M26 Ariyapariyesanā sutta - Die Edle Suche

Ort: bei Sāvatthī in der Einsiedelei des Brahmanen Rammaka
Wer: der Buddha
An wen: Gemeinschaft der bhikkhus

Der Buddha berichtet über seine eigene Suche nach Erleuchtung - von der Zeit vor seinem Erwachen bis hin zur Übermittlung des dhamma an seine ersten fünf Schüler, die bhikkhus der Fünfergruppe.

Zunächst beschreibt der Buddha die Unedle Suche: jemand, der selbst der Geburt, dem Altern, der Krankheit, dem Tod, dem Kummer, der Befleckung unterworfen ist, sucht nach Objekten des Anhaftens, die ebenfalls den oben aufgeführten Bedingungen unterworfen sind.

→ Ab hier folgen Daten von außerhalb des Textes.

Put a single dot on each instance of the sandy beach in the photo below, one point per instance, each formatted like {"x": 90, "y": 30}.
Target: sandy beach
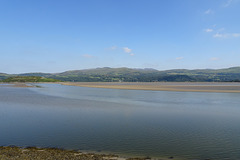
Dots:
{"x": 164, "y": 86}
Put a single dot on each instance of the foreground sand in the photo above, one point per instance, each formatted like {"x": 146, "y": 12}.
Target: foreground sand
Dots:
{"x": 164, "y": 86}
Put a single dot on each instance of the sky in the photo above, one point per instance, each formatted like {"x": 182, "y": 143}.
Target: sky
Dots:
{"x": 59, "y": 35}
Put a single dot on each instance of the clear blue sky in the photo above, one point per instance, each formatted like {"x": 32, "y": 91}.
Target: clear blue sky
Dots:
{"x": 59, "y": 35}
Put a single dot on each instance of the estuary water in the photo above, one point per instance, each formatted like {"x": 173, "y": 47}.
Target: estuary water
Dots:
{"x": 187, "y": 125}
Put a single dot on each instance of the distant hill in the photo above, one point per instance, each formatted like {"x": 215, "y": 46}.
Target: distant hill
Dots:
{"x": 29, "y": 79}
{"x": 107, "y": 74}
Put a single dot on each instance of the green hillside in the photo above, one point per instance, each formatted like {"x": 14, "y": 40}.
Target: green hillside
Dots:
{"x": 107, "y": 74}
{"x": 29, "y": 79}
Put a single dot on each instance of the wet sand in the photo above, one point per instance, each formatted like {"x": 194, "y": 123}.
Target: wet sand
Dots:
{"x": 164, "y": 86}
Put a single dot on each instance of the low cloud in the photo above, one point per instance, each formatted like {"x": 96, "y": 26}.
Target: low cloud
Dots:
{"x": 227, "y": 3}
{"x": 127, "y": 50}
{"x": 113, "y": 48}
{"x": 214, "y": 59}
{"x": 132, "y": 54}
{"x": 87, "y": 56}
{"x": 179, "y": 58}
{"x": 208, "y": 30}
{"x": 226, "y": 35}
{"x": 209, "y": 11}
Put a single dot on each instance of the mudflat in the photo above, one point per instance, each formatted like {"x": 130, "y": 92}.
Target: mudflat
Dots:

Dann beschreibt er die Edle Suche: jemand, der selbst der Geburt, dem Altern, der Krankheit, dem Tod, dem Kummer, der Befleckung unterworfen ist, erkennt die Gefahr, die diesen Dingen innewohnt, und sucht deshalb nach der ungeborenen höchsten Sicherheit vor dem Gefesseltsein, nibbāna.

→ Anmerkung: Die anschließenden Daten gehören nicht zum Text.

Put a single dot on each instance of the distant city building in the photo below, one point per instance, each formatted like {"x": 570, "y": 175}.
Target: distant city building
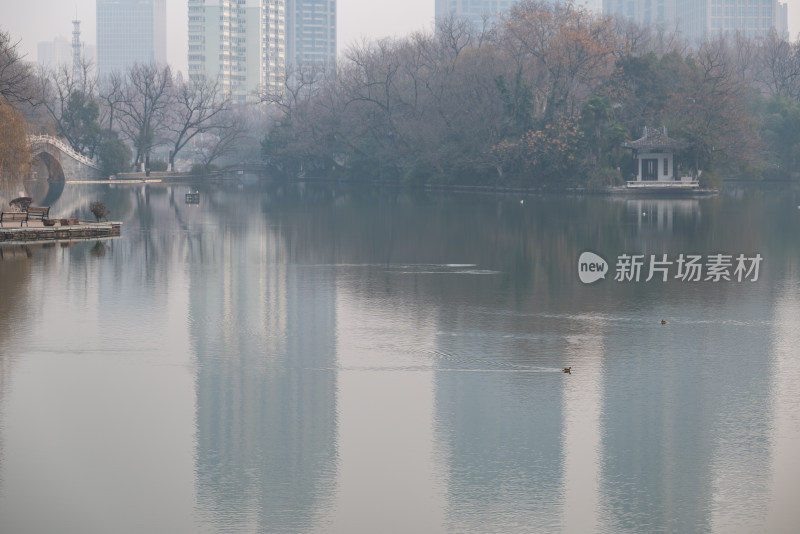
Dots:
{"x": 643, "y": 11}
{"x": 247, "y": 44}
{"x": 60, "y": 52}
{"x": 311, "y": 32}
{"x": 228, "y": 43}
{"x": 477, "y": 11}
{"x": 130, "y": 31}
{"x": 701, "y": 19}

Nachdem der Buddha auf der Suche nach nibbāna in die Hauslosigkeit gezogen war, geht er zu Āḷāra Kālāma und Uddaka Rāmaputta. Bei Āḷāra Kālāma erlernt und verwirklicht er das Nichtsheit-Gebiet und bei Uddaka Rāmaputta erlernt und verwirklicht er das Gebiet von Weder-Wahrnehmung-Noch-Nichtwahrnehmung. Doch er erkennt, dass dies nicht zum höchsten Ziel, zur Beendigung allen Leidens führt und verläßt deshalb diese Lehrer wieder. Er begibt sich weiter auf die Suche und läßt sich in einem Hain bei Uruvelā nieder. Hier erlangt er schließlich nibbāna: die Stillung aller Gestaltungen, das Aufgeben aller Anhaftungen, die Vernichtung des Begehrens. Und er weiß: „Meine Befreiung ist unerschütterlich; dies ist meine letzte Geburt; jetzt gibt es kein erneutes Werden mehr."

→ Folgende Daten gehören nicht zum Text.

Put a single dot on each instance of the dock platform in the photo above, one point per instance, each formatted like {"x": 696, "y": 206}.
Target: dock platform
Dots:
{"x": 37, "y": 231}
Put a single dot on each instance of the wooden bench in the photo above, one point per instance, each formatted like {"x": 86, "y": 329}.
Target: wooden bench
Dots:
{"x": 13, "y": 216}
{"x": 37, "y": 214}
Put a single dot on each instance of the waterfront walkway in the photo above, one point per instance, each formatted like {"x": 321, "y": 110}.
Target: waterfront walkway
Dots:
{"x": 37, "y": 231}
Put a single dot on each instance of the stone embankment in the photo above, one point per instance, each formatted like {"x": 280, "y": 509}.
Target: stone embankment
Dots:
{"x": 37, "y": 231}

Nun überlegt der Buddha, dass der dhamma sehr tiefgründig ist, durch bloßes Nachdenken nicht zu erlangen und dass es schwer ist, diese Wahrheit, nämlich die zugrunde liegende Bedingte Entstehung, zu erkennen. Er neigt deshalb dazu, den dhamma nicht zu lehren. Dies bemerkt der Brahmā Sahampati, begibt sich zum Buddha und bittet ihn, den dhamma zu lehren. Der Erhabene stimmt dieser Bitte zu. Er wandert nach Vārāṇasī, wo sich im Hirschpark bei Isipatana seine früheren Gefährten, die bhikkhus der Fünfergruppe aufhalten, um ihnen den dhamma zu lehren. Auf dem Weg dorthin trifft er den Nacktasketen Upaka, der das Ausmaß der Lehre nicht erkennt. Die Bhikkhus der Fünfergruppe jedoch erreichen unter der Anleitung des Buddha nibbāna.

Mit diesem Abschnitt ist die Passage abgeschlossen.